In this case, the compressibility of the bulk product is related to the void volume of the bulk product. The higher the compression of this bulk and the finer the particle size,
The void volume of the bulk goods is smaller and the strength is higher.

A further embodiment of the method according to the invention consists in that, according to claim 4, the perforations are filled with a mixture of incompressible material and bulk material.

According to the features of claim 5, the perforation opens over the entire length of the tube wall at the end face of the perforation (muen).
If formed, this facilitates the production of these perforations and therefore also the production or recalibration of the mold.

According to claim 6, the perforations are preferably manufactured with a circular cross section.

The invention will now be described in greater detail on the basis of the embodiment illustrated in the drawing.

[0018]

DETAILED DESCRIPTION OF THE PREFERRED EMBODIMENT The tubular mold 1 illustrated in FIGS. 1 and 2 has a double T-shaped cross section.

This tubular mold comprises a tubular wall 2 having a constant thickness D around its circumference. Therefore, the casting shape set by the inner wall 3 of the tubular mold 1 is also embodied on the outer surface 4.

In the longitudinal direction LR of the tubular mold 1, the perforations 5 are oriented in the tubular wall 2. These perforations 5
Extend parallel to one another at a distance and extend out from the end faces 6, 7 of the tube wall 2. These perforations have a circular cross section.

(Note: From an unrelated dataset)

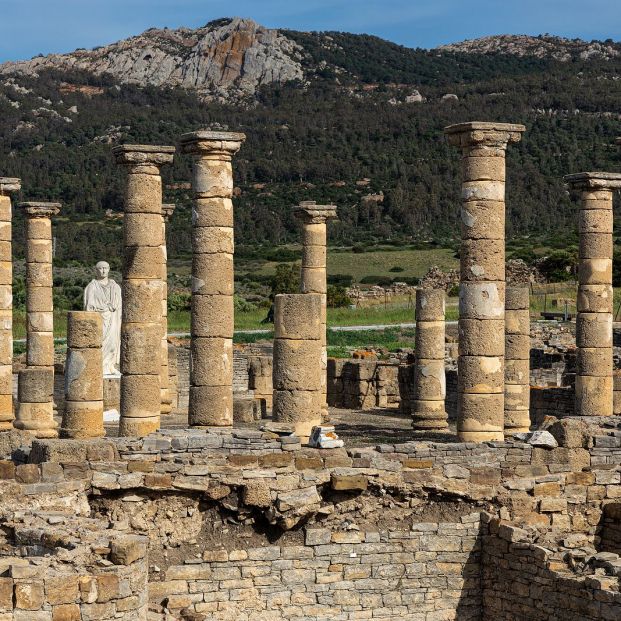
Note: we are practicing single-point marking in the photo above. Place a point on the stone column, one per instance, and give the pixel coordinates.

[Brief description of drawings]

FIG. 1 is a perspective view of the upper portion of a tubular mold.

2 is a partial cross-sectional view of the tubular mold of FIG. 1 in a modified perspective view.

[Explanation of symbols]

1 mold, tubular mold 2 mold wall, pipe wall 3 inner side of tubular mold with reference numeral 1, inner wall 4 of tubular mold with reference numeral 1 outer surface 5 of tubular mold with reference numeral 1 tubular wall with reference numeral 2 Perforations 6 inside End wall 7 of reference wall 2 Reference end 2 of wall 2 Reference numeral 2 Thickness LR of reference wall LR Longitudinal direction

Claims (6)

[Claims] 1. A method for calibrating a mold (1) by explosive molding, which has perforations (5) provided in the mold wall (2), in particular in the form of a tube mold or a block mold. So, in this method, these perforations (5) are filled, then the calibration mandrel is inserted into this mold (1) and the outer surface (4) of the mold (1) is covered with explosives. , Then the explosive is detonated, and thereby the inside (3) of the mold wall (2) is pressed against the calibration mandrel, in which the mold (1) is Prior to calibration, at least in the end region of this mold, it is reinforced by build-up welding in the wall thickness, then the perforations (5) are filled with a flowable material and tightly closed on the end side, Then explosion molding Calibration is performed and subsequently the edge region is processed to a new dimension. 2. Method according to claim 1, characterized in that the perforations (5) are filled with an incompressible material. 3. Method according to claim 1, characterized in that the perforations (5) are filled with bulk goods. 4. Method according to claim 1, characterized in that the perforations (5) are filled with a mixture of incompressible material and bulk material. 5. The perforation (5) is formed over the entire length of the mold wall (2) so as to open at the end faces (6, 7) of the perforation (5). The method described in one. 6. The method according to claim 1, wherein the perforations (5) are manufactured with a circular cross section.